Based on their findings they argue that there are distinct music elements evident in Tamarin calls and these vary with context. When you create music with these structures you get a congruent affective response in Tamarins. Following this they speculate that Tamarin call structures might have evolved to communicate and induce emotional states, just as some argue is the case in humans (as in motherese spoken to babies)
3) There was a third talk in the symposium given by Hugo Merchent but I was a little tired from writing at this point to take down the finer details I am afraid, plus it was incredibly technical neuropsychology stuff showing monkeys ability to reproduce timing intervals. Sorry I don’t have more on that.
But the last talk was given by Ani Patel, and it was called the ‘social side of avian dance’. This study was a much anticipated update in the studies of Snowball. He is an example of the evolution of dance that Tecumseh alluded to earlier, and as expected Ani started by talking about the vocal learning hypothesis he developed based on his early work with Snowball and other parrots. He now appears to be developing this idea, as, on its own, it cannot explain the convergent evolution of dance in humans and parrots – why? Put simply, there are other vocal learners in the animal world that are not able to dance. So what else could be going on?
Ani speculated that maybe there is a social side to dance that plays an important role on evolution. Maybe species who communicate by moving in synchrony with a partner in a coordinated way as part of social bonding are the ones who have developed the abilities behind what we have labelled ‘dance’. So the hypothesis is that avian dance has an important social component – so Snowball should dance more when he is with his partner, his owner Irene Schultz. And indeed a new study shows that to be true. Snowball dances about ~40% of the time to music when he is alone, ~65% of the time when he receives vocal encouragement but ~90% of the time when Irene dances with him. Striking numbers!!
They then tried a cool manipulation. Put Irene in headphones so some of the time she is hearing the same music as Snowball and some of the time she hears the same music but slowed down or speeded up 20%. Who does Snowball dance with in the latter case? Ani showed two videos. The first, shot from the side, show Irene and Snowball happily dancing together. The second, shot from behind Snowball shows Irene wearing the headphones and dancing 20% slower than the music.

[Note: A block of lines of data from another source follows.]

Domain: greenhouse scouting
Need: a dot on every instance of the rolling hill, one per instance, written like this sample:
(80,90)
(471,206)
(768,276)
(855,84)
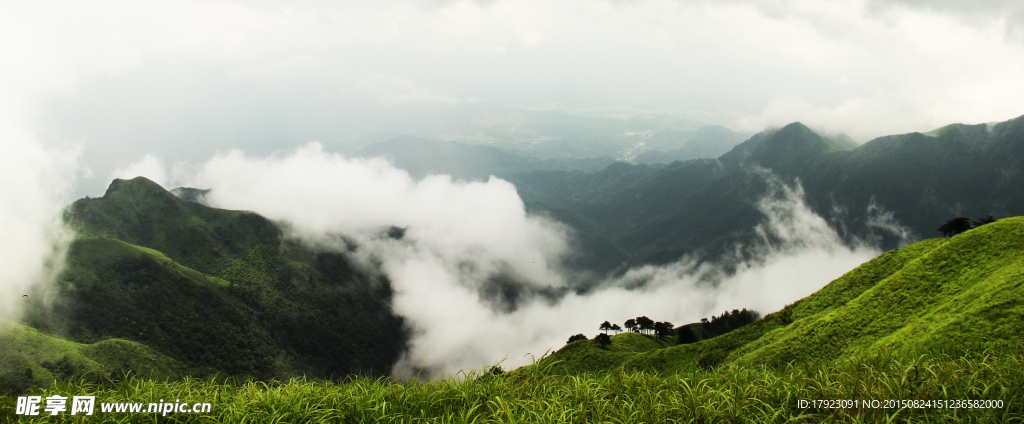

To begin with Snowball dances with her, although in a muted way. Then, would you believe it, the little bugger turns round to face the camera and starts dancing to the beat! Everyone in the hall is laughing at this point. Then towards the end of the song he turns back round again and starts to dance with Irene’s beat while looking at her. This bird is a star. More studies need to be done but this is good evidence that there is an important social component to Snowball’s dancing, but he is not entirely immune to the beat when his partner is off it.
Snowball
Our closest cousins
Again, a fascinating session. Biomusicology is a really small field right now, but a fascinating one. I would not mind a dabble in this area myself one day. I like the combination of background in depth scientific theorising, the development of clean testable hypotheses and use of inventive testing. We will see.